= Krein–Rutman theorem =

Generalization of the Perron–Frobenius theorem to Banach spaces

In functional analysis, the Krein-Rutman theorem is a generalisation of the Perron–Frobenius theorem to infinite-dimensional Banach spaces. It was proved by Krein and Rutman in 1948.

==Statement==

Let $X$ be a Banach space, and let $K\subset X$ be a convex cone such that $K\cap -K = \{0\}$, and $K-K$ is dense in $X$, i.e. the closure of the set $\{u - v : u,\,v\in K\}=X$. $K$ is also known as a total cone. Let $T:X\to X$ be a non-zero compact operator, and assume that it is positive, meaning that $T(K)\subset K$, and that its spectral radius $r(T)$ is strictly positive.

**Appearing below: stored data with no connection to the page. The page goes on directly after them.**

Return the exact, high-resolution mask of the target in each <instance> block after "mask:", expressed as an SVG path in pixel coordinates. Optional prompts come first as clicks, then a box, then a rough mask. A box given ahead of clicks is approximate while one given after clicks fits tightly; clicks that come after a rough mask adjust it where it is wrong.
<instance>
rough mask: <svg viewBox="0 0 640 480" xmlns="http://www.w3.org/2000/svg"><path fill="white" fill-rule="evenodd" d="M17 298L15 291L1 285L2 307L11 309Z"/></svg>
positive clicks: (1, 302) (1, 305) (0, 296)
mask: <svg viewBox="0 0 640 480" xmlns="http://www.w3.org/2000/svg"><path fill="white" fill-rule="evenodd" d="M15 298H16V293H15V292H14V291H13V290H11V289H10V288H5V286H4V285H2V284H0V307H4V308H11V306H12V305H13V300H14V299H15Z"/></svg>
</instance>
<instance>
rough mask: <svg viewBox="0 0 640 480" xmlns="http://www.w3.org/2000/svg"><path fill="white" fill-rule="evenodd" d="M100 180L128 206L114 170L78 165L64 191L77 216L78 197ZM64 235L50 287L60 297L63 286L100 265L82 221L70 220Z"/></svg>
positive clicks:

Then $r(T)$ is an eigenvalue of $T$ with positive eigenvector, meaning that there exists $u\in K\setminus {0}$ such that $T(u)=r(T)u$.

==De Pagter's theorem==

If the positive operator $T$ is assumed to be ideal irreducible, namely,
there is no ideal $J\ne0$ of $X$ such that $TJ \subset J$, then de Pagter's theorem asserts that $r(T)>0$.

Therefore, for ideal irreducible operators the assumption $r(T)>0$ is not needed.